Freezing ‘feminist’ A-listers should be brave enough to put on a coat

Pixie Lott looks freezing at the Evening Standard awards
Pixie Lott looks freezing at the Evening Standard awards Credit: Rex Features

Women are nails.

I don’t need to tell you this. We bleed once a month and continue as if everything is normal – despite a piece of us painfully and inelegantly shedding itself from our aching bodies while we sit nonchalantly in offices and classrooms.

We are trained to cope with this painful ritual from our early teens. Male friends and colleagues can’t even hear the word ‘period’ without grimacing, let alone imagine having one.

So it is hardly surprising that it is women who find themselves able to cope with wearing next to nothing on a red carpet in almost sub-zero temperatures.

This is the sight that greeted the British public this morning – as photos appeared of the world’s most famous women at the Evening Standard’s theatre awards.

Gillian Anderson Credit: Rex Features

These accomplished actresses – from Gemma Arterton to Nicole Kidman – do look stunning. And yet, totally and utterly ridiculous.

Temperatures on the red carpet fell to just 4C (39F) yesterday evening as an Arctic chill swept the UK.

While I gratefully slipped into my trusty 100 deniers and warmest winter coat this weekend, these women were forced to play the naked glamour game – acting their hearts out in real life, while trying not to shiver.

Arteton’s backless number and Salma Hayek’s frontless jobby may have landed them acres of coverage and the necessary photo op, but there is a bigger picture to think of.

Salma Hayek attending the London Evening Standard Theatre Awards Credit: PA

Don’t hate the player, hate the game – so the saying goes. And I don’t. But these women do have the chance, more than ever before, to disrupt the rules of a game that was created long before actresses had any agency (beyond being arm candy for the hungry male paparazzi).

 It must have been a weird conversation in the car between Kidman and her husband before she stepped out ready catch a chill. I imagine it went something like this: “Right I’m ready. I'll leave my coat here until later. You ok darling - walking out in flat comfortable shoes, a black tie suit and overcoat? You sure? OK hun. Let’s do this.”

Nicole Kidman Credit: Rex Features

You get the gist. This - an impressive woman who just bagged the evening’s top award for her brilliant portrayal of forgotten female scientist, Rosalind Franklin in Photograph 51 - still can’t put on a coat when nature demands because no other actress is doing the same. 

Instead, while her male counterparts, such as James McAvoy, look toasty and comfortable walking into the same ceremony, she appears frozen and most importantly ‘perfect’.

Interestingly, some of the older actresses weren’t having any part of this bare flesh show – see Imelda Stanton, Penelope Wilton and Shirley Bassey. And while, of course, their outfits failed to top the blogs and front pages, they looked more like the  real women we - and younger girls - need to see.
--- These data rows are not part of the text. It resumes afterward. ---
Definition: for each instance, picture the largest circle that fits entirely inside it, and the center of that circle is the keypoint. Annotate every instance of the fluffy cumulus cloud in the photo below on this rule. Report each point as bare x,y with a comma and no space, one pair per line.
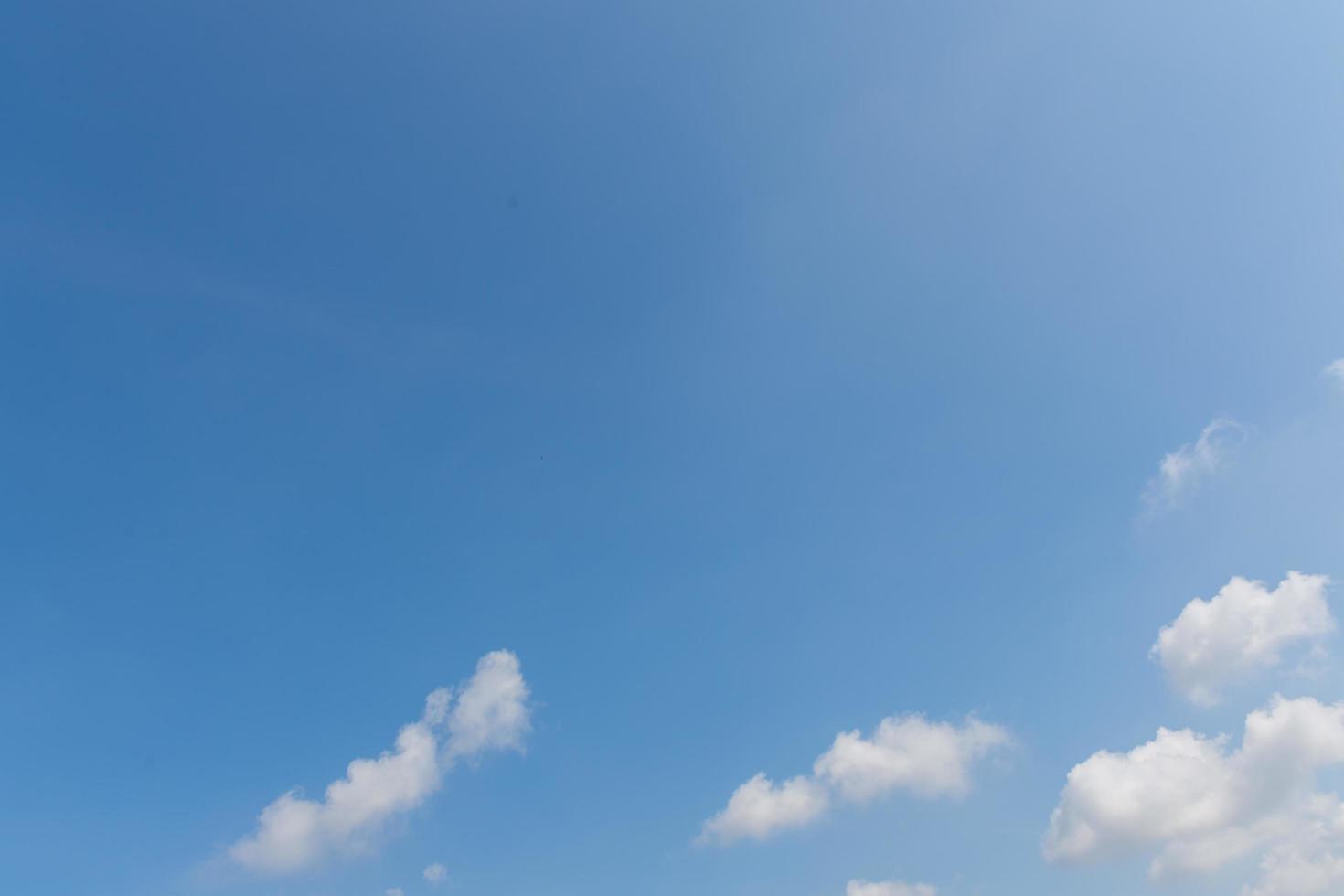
294,832
761,807
887,888
1243,629
1189,466
1198,805
905,753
Shirley Bassey looks toasty Credit: Richard Young/REX Shutterstock

Over the last few weeks the mask of perfection has also been slipping on Instagram – as models (in a further example of publicity hunting) ‘admit’ they are editing their lives within an inch of reality

And at the same time, we  still can’t rely upon some of our most famous women to disrupt what is expected of them on the red carpet and put a bloody coat on during winter. This becomes an even more ironic situation when you consider that these women have been declaring themselves feminists all over the shop, after appearances in fashionable women’s films and plays. (Hayek in Frida, Arteton in Made in Dagenham and Anne-Marie Duff in Suffragette).

It may sound small fry – but women have been uncomfortable since time began. And usually to please anyone but themselves. From the bound feet of China to the corsets of England – women have seldom been allowed to breathe easily in public.

Surely in 2015, as we read about the endless pressures girls feel to look and behave a certain way, actresses could do the decent thing and stop acting up.

This isn’t a prudish argument railing against women wearing plunging dresses or skirts cut to the hip. No on the contrary – this is a call for women to properly wear what they want – and when they want it. And that includes a warm coat and pair of thick nude tights.

As the model Rebecca Pearson put it: “P Diddy's never been shy of a large, sensible coat and neither should they.” Amen.